ACM——hdu1002(高精度加法)
Problem Description
I have a very simple problem for you. Given two integers A and B, your job is to calculate the Sum of A + B.
Input
The first line of the input contains an integer T(1<=T<=20) which means the number of test cases. Then T lines follow, each line consists of two positive integers, A and B. Notice that the integers are very large, that means you should not process them by using 32-bit integer. You may assume the length of each integer will not exceed 1000.
(第一行輸入一個數字T(1 <= T <= 20)代表輸入的資料組數,其後輸入T行,每行包含2個欲求和的數字A和B,由於這兩個數非常大,這意味著你不能用32位整數來處理它們,同時,你可以假定每個數字不超過1000位。)
Output
For each test case, you should output two lines. The first line is “Case #:”, # means the number of the test case. The second line is the an equation “A + B = Sum”, Sum means the result of A + B. Note there are some spaces int the equation. Output a blank line between two test cases.

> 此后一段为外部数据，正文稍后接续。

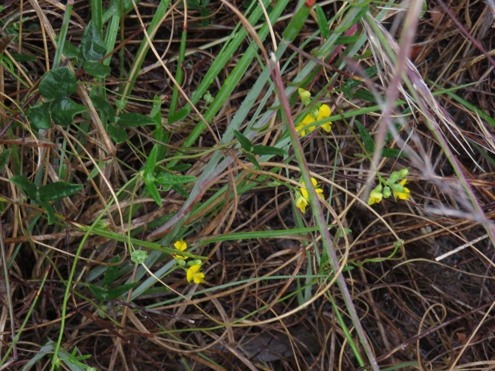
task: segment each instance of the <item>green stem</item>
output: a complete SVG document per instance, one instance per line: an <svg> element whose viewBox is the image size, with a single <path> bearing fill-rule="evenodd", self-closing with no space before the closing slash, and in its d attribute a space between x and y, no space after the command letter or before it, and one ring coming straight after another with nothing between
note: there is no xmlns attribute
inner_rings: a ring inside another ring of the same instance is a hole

(注意輸出的格式,對於每一種案例,你需要輸出兩行,第一行為“Case#:”,指示這是第幾個測試樣例,第二行為一個公式”A + B = Sum”,Sum表示A加B的結果。注意在等式中有一些空格,在兩個樣例間輸出一空白行。)
Sample Input
2
1 2
112233445566778899 998877665544332211
Sample Output
Case 1:
1 + 2 = 3
Case 2:
112233445566778899 + 998877665544332211 = 1111111111111111110
解題思路:
- 首先用2個字串儲存要輸入的兩個加數A、B;
- 去掉字串中多餘的0,比如0001改為1;
- 將字串轉換為整型陣列並倒序儲存(ASCII中,‘1’-‘0’=1);
- 對A、B陣列每一位進行加法運算,並存儲在另一個數組中;
- 按要求輸出結果;
- 將各個資料清0。
Submission
#include <stdio.h>
#include <string.h>
int main() {
int m,n,i,j,k;
char a[1000]={0};
char b[1000]={0};
int a1[1000]={0};
int b1[1000]={0};
int c[1001]={0};
int la,lb,la1,lb1,max;
scanf("%d",&n);
for(m=1;m<=n;m++)
{
scanf("%s %s",&a,&b);
la=strlen(a);
lb=strlen(b);
for(i=0;i<la;i++){ //去掉A中的前導零
if(a[i]!='0' && a[i]!=NULL){
la1=i;
break;
}
else if(a[i]=='0' && i==la-1){
la1=0;
la=1;
}
}
/*從字串的第一個字元開始遍歷,遇到'0'跳過,直到遇到字串中第一個不為'0'的字元,若整個字串全為'0',則遍歷完整個字串。比如字串'00999',遍歷到第一個字元'0',la1為0,到第二字元'0',la1為0,第三個字元不為'0',la1為2,那麼之後字串是從第三位開始倒序儲存的,這樣就清除了前導的'0'。*/
for(i=0;i<lb;i++){ //去掉B中的前導零
if(b[i]!='0'&&b[i]!=NULL){
lb1=i;
break;
}
else if(a[i]=='0'&&i==la-1){
lb1=0;
lb=1;
}
}
for(j=la-1,k=0;j>=la1;j--,k++){//倒置字串,並轉換為整型陣列
a1[k]=a[j]-'0';//ASCII碼中,字元‘0’和數字0相差
}
for(j=lb-1,k=0;j>=lb1;j--,k++){
b1[k]=b[j]-'0';
}
if(la>=lb) max=la;
else max=lb;
for(i=0;i<max;i++){//進行加法運算
if(a1[i]+b1[i]+c[i]>=10){
c[i]=a1[i]+b1[i]+c[i]-10;
c[i+1]=c[i+1]+1;
}
//當有進位時,此位減10,高一位加1;無進位時,此位A、B對應的加數和進位相加。
else{
c[i]=a1[i]+b1[i]+c[i];
}
}
printf("Case %d:\n",m);//輸出結果
for(j=la1;j<la;j++){
printf("%c",a[j]);
}
printf(" + ");
for(j=lb1;j<lb;j++){
printf("%c",b[j]);
}
printf(" = ");
if(c[max]==0) max=max-1;
for(j=max;j>=0;j--){
printf("%d",c[j]);
}
if(m!=n){
printf("\n\n");
}
else{
printf("\n");
}
for(j=0;j<=max;j++){ //將陣列清0
a1[j]=0;
b1[j]=0;
c[j]=0;
}
}
return 0;
}
寫這道題比較糟心的地方有經過一次樣例輸出後忘記將資料清0,導致後面的樣例全都計算錯誤,不過除錯之後就解決啦!